In ogni caso, bisogna sempre guardare alla specifica situazione del paziente, poiché all’interno di una stessa
materia diagnostica possiamo trovare tipologie diverse di soggetti. Per esempio, Blatt ne individua due tipi. I
depressi anaclitici sono caratterizzati da sentimenti di impotenza, solitudine e fragilità correlati a paura di
abbandono, e presentano sintomi di disforia (tristezza e tono basso dell’umore). Hanno un intenso desiderio di
essere accuditi, protetti ed amati, vulnerabili alla rottura delle relazioni; utilizzano meccanismi di difesa come
rimozione, spostamento e diniego. I depressi introiettivi guardano più alla sviluppo del Sé e soffrono solo
secondariamente delle relazioni interpersonali. Utilizzano i meccanismi di intellettualizzazione e
razionalizzazione, sono eccessivamente perfezionisti e competitivi e puntano a livelli ottimali di soddisfazione
lavorativa. I sintomi riguardano sentimenti di fallimento, colpa e inutilità.
Psicodinamica del suicidio
Il suicidio può essere il risultato finale di molti disturbi psichici, ma comunemente è associato ai disturbi
affettivi. I fattori determinati sono sia biologici che psicologici: in molti casi la sola psicoterapia non è
sufficiente a ridurre gravi tendenze suicidarie. Le motivazioni di tali tendenze possono essere delle più
disparate: il clinico dovrà quindi ascoltare attentamente la particolare storia del soggetto per capire gli aspecifici
aspetti del transfert. 19
Freud, in linea con la sua teoria sulla depressione, affermava che il suicidio avvien nel momento in cui si
spostano gli impulsi omicidi dall’oggetto interiorizzato al Sé. Dopo il modello strutturale, si corresse dicendo
che il suicidio è una vittimizzazione dell’Io da pare del Super-Io sadico.
Menninger parla, invece, di come ci siano tre desideri che portano all’atto suicida: il desiderio di uccidere, di
essere ucciso e di morire. Il desiderio di uccidere non deve essere per forza essere diretto verso un oggetto
interno: per esempio il suicidarsi può essere letto come l’unico modo per punire a dovere i propri genitori.

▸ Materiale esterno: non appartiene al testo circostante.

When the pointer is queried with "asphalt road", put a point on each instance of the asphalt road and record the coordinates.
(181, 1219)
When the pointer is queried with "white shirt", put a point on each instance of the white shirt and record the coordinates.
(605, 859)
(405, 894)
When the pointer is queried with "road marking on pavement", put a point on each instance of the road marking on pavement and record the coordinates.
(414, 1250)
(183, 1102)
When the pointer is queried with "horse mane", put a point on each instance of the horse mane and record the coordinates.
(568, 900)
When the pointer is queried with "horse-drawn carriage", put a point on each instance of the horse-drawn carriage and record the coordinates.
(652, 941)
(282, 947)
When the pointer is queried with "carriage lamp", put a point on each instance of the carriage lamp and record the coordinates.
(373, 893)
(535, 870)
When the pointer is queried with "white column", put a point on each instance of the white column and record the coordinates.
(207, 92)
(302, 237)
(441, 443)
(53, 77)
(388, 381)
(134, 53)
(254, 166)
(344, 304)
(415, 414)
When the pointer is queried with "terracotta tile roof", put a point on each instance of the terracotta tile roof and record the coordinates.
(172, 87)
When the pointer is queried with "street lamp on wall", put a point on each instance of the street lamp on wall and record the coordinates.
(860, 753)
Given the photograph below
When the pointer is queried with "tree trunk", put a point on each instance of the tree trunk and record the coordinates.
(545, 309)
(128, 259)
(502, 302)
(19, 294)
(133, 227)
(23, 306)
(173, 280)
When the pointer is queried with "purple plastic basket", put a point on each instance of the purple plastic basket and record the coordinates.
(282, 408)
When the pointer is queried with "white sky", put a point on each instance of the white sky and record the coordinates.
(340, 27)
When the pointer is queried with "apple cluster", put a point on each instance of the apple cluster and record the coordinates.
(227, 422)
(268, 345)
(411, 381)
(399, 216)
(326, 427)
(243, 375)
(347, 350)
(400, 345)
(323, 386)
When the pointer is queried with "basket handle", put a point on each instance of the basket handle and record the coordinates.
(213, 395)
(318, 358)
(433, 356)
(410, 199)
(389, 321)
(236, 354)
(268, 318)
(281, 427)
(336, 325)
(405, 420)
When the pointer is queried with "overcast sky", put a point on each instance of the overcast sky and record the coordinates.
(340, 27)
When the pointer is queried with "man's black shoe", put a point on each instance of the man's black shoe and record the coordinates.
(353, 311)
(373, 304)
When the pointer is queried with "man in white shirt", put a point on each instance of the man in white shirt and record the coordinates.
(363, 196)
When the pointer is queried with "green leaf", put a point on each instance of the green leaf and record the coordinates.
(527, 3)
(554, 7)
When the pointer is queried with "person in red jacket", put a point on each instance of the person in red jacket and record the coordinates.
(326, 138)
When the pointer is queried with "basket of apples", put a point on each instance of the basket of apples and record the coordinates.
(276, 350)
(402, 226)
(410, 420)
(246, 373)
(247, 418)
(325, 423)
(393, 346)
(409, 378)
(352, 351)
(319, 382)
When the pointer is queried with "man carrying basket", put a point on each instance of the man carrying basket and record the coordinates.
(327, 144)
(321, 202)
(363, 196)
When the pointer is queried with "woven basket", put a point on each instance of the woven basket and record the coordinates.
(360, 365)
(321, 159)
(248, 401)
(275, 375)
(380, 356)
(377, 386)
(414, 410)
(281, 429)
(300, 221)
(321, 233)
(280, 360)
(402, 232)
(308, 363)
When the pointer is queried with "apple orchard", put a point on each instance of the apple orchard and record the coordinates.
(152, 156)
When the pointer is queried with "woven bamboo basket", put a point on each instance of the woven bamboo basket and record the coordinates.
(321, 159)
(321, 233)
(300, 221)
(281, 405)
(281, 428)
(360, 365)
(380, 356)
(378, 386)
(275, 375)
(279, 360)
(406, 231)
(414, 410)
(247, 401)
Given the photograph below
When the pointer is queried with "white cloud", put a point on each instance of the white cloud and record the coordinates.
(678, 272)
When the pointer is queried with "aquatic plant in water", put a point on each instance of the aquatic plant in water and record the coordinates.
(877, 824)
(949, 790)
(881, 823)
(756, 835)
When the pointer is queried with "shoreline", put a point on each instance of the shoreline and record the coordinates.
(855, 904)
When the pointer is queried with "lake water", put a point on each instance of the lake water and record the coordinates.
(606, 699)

Il tema ricorrente nei pazienti con tendenze suicide è il dramma del tormentatore sadico (carnefice segreto) e
della vittima vessata: il paziente può prendere il ruolo di entrambi i personaggi e arrivare alla stessa
conclusione. Il suicidio non deve per forza venire da un atto di aggressività; spesso può essere legato ad un
desiderio di riunificazione con l’oggetto amato perduto, l’oggetto reale perduto (morte di una persona cara) o
dell’oggetto interno (figura materna perduta). In questi soggetti è presente un processo patologico di lutto; le
ricerche dimostrano come la maggior parte dei suicidi avvenga il giorno dell’anniversario di morte dei genitori.
Alcuni fattori che possono evidenziare un’imminente tendenza suicidaria sono: attacchi di panico, grave perdita
di piacere e interesse, passaggi da ansia a depressione o rabbia, abuso di alcol, insonnia, ecc.
Durante la valutazione, bisogna indagare il tipo di ideazione suicidaria: la più pericolosa è quella egosintomica
poiché il paziente trova accettabile l’ideazione e rinuncia a combattere l’impulso di uccidersi. Importante è
anche la presenza di disperazione: più della depressione, la disperazione è predittiva dell’ideazione suicidaria.
Essa nasce da un rigido mantenimento di un’immagine di sé che non può essere modificata nonostante ripetute
delusioni: per esempio un soggetto con aspettative ed obiettivi molto alti che non si arrende ad abbassare le
proprie mete nonostante gli insuccessi.
Considerazioni terapeutiche
Risultati della ricerca
La ricerca sulla psicoterapia psicodinamica nella cura della depressione/distimia è sicuramente inferiore rispetto
ad altri trattamenti tra cui quello cognitivo-comportamentale e quello interpersonale. Con il tempo, però, essa si
è fatta strada anche in questo campo, riuscendo a confermare l’efficacia di questo trattamento. I risultati
dimostrano come la psicoterapia psicodinamica sia più efficace dell’assenza di trattamento e che sia altrettanto
efficace di altre forme di psicoterapia. Inoltre, si è notata una maggiore efficacia nel caso di trattamento
integrato con farmaci antidepressivi, e di come questo trattamento sia più efficace di una sola farmacoterapia.
Principi terapeutici
Mania
I pazienti maniacali non traggono beneficio dalla psicoterapia se prima la mania non viene messa sotto controlla
farmacologicamente. I successivi trattamenti riguardano la prevenzione delle ricadute, focalizzandosi sulla non
compliance (alleanza terapeutica nel seguire la terapia) e la mancanza di consapevolezza della malattia. I
pazienti bipolari, in condizioni di eutimia (equilibrio psichico), negano il significato degli episodi maniacali,
attribuendoli ad una scarsa cura di sé e affermando che ciò non accadrà mai più; sono incapaci di insight. Il
diniego è sostanzialmente correlato all’utilizzo del meccanismo difensivo della scissione che porta ad una
discontinuità psichica: la rappresentazione del Sé coinvolto nell’episodio maniacale viene scissa totalmente dal
Sé della fase eutimia, portando ad una mancanza di continuità del Sé. Il lavoro terapeutico deve quindi essere
indirizzato a ricucire i frammenti di sé, in modo che il paziente capisca il suo bisogno di seguire la terapia; può
essere utile registrare gli episodi maniacali e proiettarli al paziente nella fase eutimia.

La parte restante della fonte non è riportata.